Она. А правда, ночью в тишине и настроение другое… Только я устала очень… Что такое обои? Обои — это несбывшаяся мечта всей жизни… Уже и не сбудется… Тебе этого все равно не понять: ты был сытым ребенком. Вон с папой на футбольном матче, с мамой на Рижском взморье… И обои в доме всегда были аккуратно поклеены… Да уж не трогай, я этими фотографиями закрыла дыры в стене… А я мечтала о своей комнате, чтобы можно было поклеить обои и чтобы независимой быть… Как-то все не удается… Когда отец спился, мы с матерью скитались по актерским общежитиям — общежитие в Тамбове, общежитие в Ростове, общежитие здесь, в Москве… Я выросла в общежитии, и нам всегда кого-нибудь подселяли или нас куда-нибудь подселяли. Мы жили за занавеской: вот так мы с мамой, а за занавеской — другие люди… чужая жизнь… и единственная возможность остаться одной — лечь и с головой укрыться… Говорили шепотом, только скандалили громко… Помню чужую спину, обтянутую занавеской… спина как-то вдавалась в наш угол… шевелилась, ела, вставала, ходила, садилась, кашляла… и я смотрела на нее с неприязнью: она занимала часть нашего угла… она вела себя бесцеремонно… Я и близко-то от занавески пройти боялась, чтобы не шелохнуть…
Он. Когда ты рассказываешь о своем детстве, мне хочется спрятать тебя где-нибудь за пазухой и отогреть, как воробья. Помнишь, ты рассказывала, как мамин любовник обокрал вас в дороге, и вы побирались на вокзале — сколько тебе было? Лет восемь? Девять?

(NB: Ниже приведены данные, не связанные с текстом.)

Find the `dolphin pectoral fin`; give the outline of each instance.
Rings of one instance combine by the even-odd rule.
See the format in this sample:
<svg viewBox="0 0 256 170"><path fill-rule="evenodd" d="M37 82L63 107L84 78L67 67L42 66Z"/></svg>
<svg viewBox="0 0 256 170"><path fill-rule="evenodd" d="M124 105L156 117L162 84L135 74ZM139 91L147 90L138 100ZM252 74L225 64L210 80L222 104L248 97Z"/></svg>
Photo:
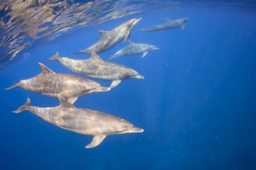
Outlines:
<svg viewBox="0 0 256 170"><path fill-rule="evenodd" d="M121 81L122 81L122 80L113 80L110 88L113 89L114 87L116 87L118 84L119 84L121 83Z"/></svg>
<svg viewBox="0 0 256 170"><path fill-rule="evenodd" d="M106 137L106 136L94 136L90 144L87 145L85 148L92 148L99 145Z"/></svg>
<svg viewBox="0 0 256 170"><path fill-rule="evenodd" d="M147 52L143 52L143 55L142 55L142 58L143 58L144 57L145 57L145 56L146 55Z"/></svg>
<svg viewBox="0 0 256 170"><path fill-rule="evenodd" d="M76 100L78 100L78 97L75 97L75 98L68 98L68 101L69 103L70 103L71 104L74 103L75 101L76 101Z"/></svg>
<svg viewBox="0 0 256 170"><path fill-rule="evenodd" d="M124 35L124 42L128 39L129 36L129 31L128 31L125 35Z"/></svg>

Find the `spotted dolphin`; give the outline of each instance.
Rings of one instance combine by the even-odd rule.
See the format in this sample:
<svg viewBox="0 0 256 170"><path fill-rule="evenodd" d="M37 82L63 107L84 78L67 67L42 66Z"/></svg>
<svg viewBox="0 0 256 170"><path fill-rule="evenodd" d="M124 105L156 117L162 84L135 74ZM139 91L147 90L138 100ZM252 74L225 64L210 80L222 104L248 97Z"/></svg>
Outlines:
<svg viewBox="0 0 256 170"><path fill-rule="evenodd" d="M102 60L95 52L91 50L91 57L87 60L73 60L60 57L58 52L48 60L57 60L65 67L80 75L102 80L113 81L110 88L117 86L122 80L137 78L144 79L133 69L114 62Z"/></svg>
<svg viewBox="0 0 256 170"><path fill-rule="evenodd" d="M84 95L110 90L95 81L72 74L55 73L44 64L40 62L38 64L42 70L41 74L29 79L21 80L5 89L18 86L50 97L57 98L59 94L71 103Z"/></svg>
<svg viewBox="0 0 256 170"><path fill-rule="evenodd" d="M159 50L159 48L156 47L153 45L144 44L144 43L134 43L130 40L127 40L128 45L114 53L112 55L109 60L120 57L127 55L133 55L142 54L142 58L146 56L147 52L154 50Z"/></svg>
<svg viewBox="0 0 256 170"><path fill-rule="evenodd" d="M60 106L39 108L31 106L29 98L14 113L28 110L43 120L58 127L82 135L92 135L93 139L85 148L99 145L107 135L132 132L142 132L124 119L100 111L75 107L61 96L58 95Z"/></svg>
<svg viewBox="0 0 256 170"><path fill-rule="evenodd" d="M85 50L80 50L80 52L74 53L90 54L90 50L94 50L97 54L100 54L110 50L124 38L124 42L125 42L130 35L130 31L134 28L136 24L141 21L141 19L142 18L131 19L110 31L98 31L101 35L101 38L95 45L85 48Z"/></svg>
<svg viewBox="0 0 256 170"><path fill-rule="evenodd" d="M146 32L153 32L156 30L171 30L177 28L180 26L182 26L182 30L185 28L185 23L190 20L188 18L181 18L176 20L171 20L170 18L166 18L166 22L164 24L154 25L151 24L150 27L146 29L140 30L139 31L146 33Z"/></svg>

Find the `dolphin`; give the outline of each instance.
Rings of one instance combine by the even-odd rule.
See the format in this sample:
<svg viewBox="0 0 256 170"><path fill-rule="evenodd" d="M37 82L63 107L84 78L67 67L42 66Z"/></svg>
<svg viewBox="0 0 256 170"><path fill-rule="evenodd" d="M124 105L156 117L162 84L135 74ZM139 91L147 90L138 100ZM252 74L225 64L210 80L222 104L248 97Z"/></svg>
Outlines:
<svg viewBox="0 0 256 170"><path fill-rule="evenodd" d="M80 50L80 52L74 52L75 54L87 53L90 54L90 50L94 50L97 54L105 52L118 42L122 41L124 38L125 42L129 35L130 31L134 28L136 24L141 21L142 18L134 18L128 21L126 23L121 24L120 26L114 28L110 31L98 31L101 35L100 39L92 46L85 48L85 50Z"/></svg>
<svg viewBox="0 0 256 170"><path fill-rule="evenodd" d="M60 57L58 52L48 60L57 60L65 67L80 75L102 80L113 81L110 88L117 86L122 80L137 78L144 79L133 69L114 62L105 62L93 50L87 60L73 60Z"/></svg>
<svg viewBox="0 0 256 170"><path fill-rule="evenodd" d="M130 40L127 40L128 45L114 53L114 55L111 55L111 57L108 59L113 59L119 57L127 56L127 55L133 55L142 54L142 58L146 56L147 52L154 50L159 50L159 48L156 47L153 45L144 44L144 43L138 43L136 44Z"/></svg>
<svg viewBox="0 0 256 170"><path fill-rule="evenodd" d="M87 108L75 107L63 97L57 95L60 106L53 108L39 108L31 106L28 98L26 102L14 113L28 110L41 119L82 135L92 135L93 139L85 148L99 145L107 135L132 132L142 132L143 129L135 127L124 119Z"/></svg>
<svg viewBox="0 0 256 170"><path fill-rule="evenodd" d="M38 64L42 70L41 74L29 79L21 80L5 89L18 86L50 97L57 98L59 94L71 103L84 95L110 90L95 81L72 74L55 73L42 63L38 62Z"/></svg>
<svg viewBox="0 0 256 170"><path fill-rule="evenodd" d="M177 28L180 26L182 26L182 30L185 28L185 23L190 20L188 18L181 18L176 20L171 20L170 18L166 18L166 22L164 24L154 25L151 23L149 28L146 29L140 30L139 31L146 33L146 32L153 32L156 30L171 30Z"/></svg>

Она. Двенадцать… Мы не сразу побирались… мы тогда долго на вокзале ходили. Мама то к одному выходу бросалась, то к другому, то на площадь вокзальную выходила — все думала, что он нас потерял, разминулся… И уже несколько дней прошло, а мы все его ждали, и на лавках спали у самого прохода, чтобы он нас не прозевал случайно, если придет искать… «Он не мог так поступить, — говорила мама, — он как-то разминулся с нами». И мы ждали. И не ели все эти дни. Не на что было. Он и мамину сумочку уволок. Все уволок… И вот на четвертый, что ли, день мама посмотрела на меня и говорит: «Я попробую у кого-нибудь попросить для тебя еды». Мне так стыдно стало, так жутко, я так умоляла маму не просить, я говорила, что еще долго могу терпеть, только не надо просить… Но мама сказала: «Ты сегодня обязательно должна поесть…» Сама она только курила. Я ей окурки на площади около лавочек подбирала, она их ссыпала в обрывок газеты, сворачивала цигарки… они у нее тут же разваливались… И вот мы увидели у окна славную такую тетку, сидела она спокойно и ела, платок развязался, хлеб у нее, сало, огурцы были. Она так ножом аккуратно резала, неторопливо. Мама интеллигентным голосом спросила: «Не занято у вас?» Села напротив и стала смотреть. А глаза у мамы такие страшные, жалкие — я хоть и не видела их тогда, но знаю я мамины глаза, знаю, какие они были… И мне так стало жалко тетку бедную. Она ведь сначала поглядела на маму легко, с интересом, а потом уже старалась не глядеть и есть стала неуверенно, и не знала, куда деваться… И все это тянулось как-то очень долго, и мне показалось, что мама уже не попросит, но она подалась вперед и просительно произнесла своим интеллигентным голосом: «Простите, пожалуйста…» и я сразу ушла. Уже так стыдно стало… Весь проход был пустой — только мы и тетка… Но я быстро вернулась, думаю, что же я маму одну в таком позоре бросаю. А тетка уже сумки свои собирает, увязывает быстро так. И ушла, как от заразных — бегом. А на подоконнике оставила кусок хлеба большой и огурец. Хлеб мягкий оказался, и я его как-то сразу съела, а огурец — горький, и его доедала мама, но так и не доела — такой он был горький… Тетка, оказывается, и копеечки какие-то'дала… Мама обрадовалась, и мы стали побираться…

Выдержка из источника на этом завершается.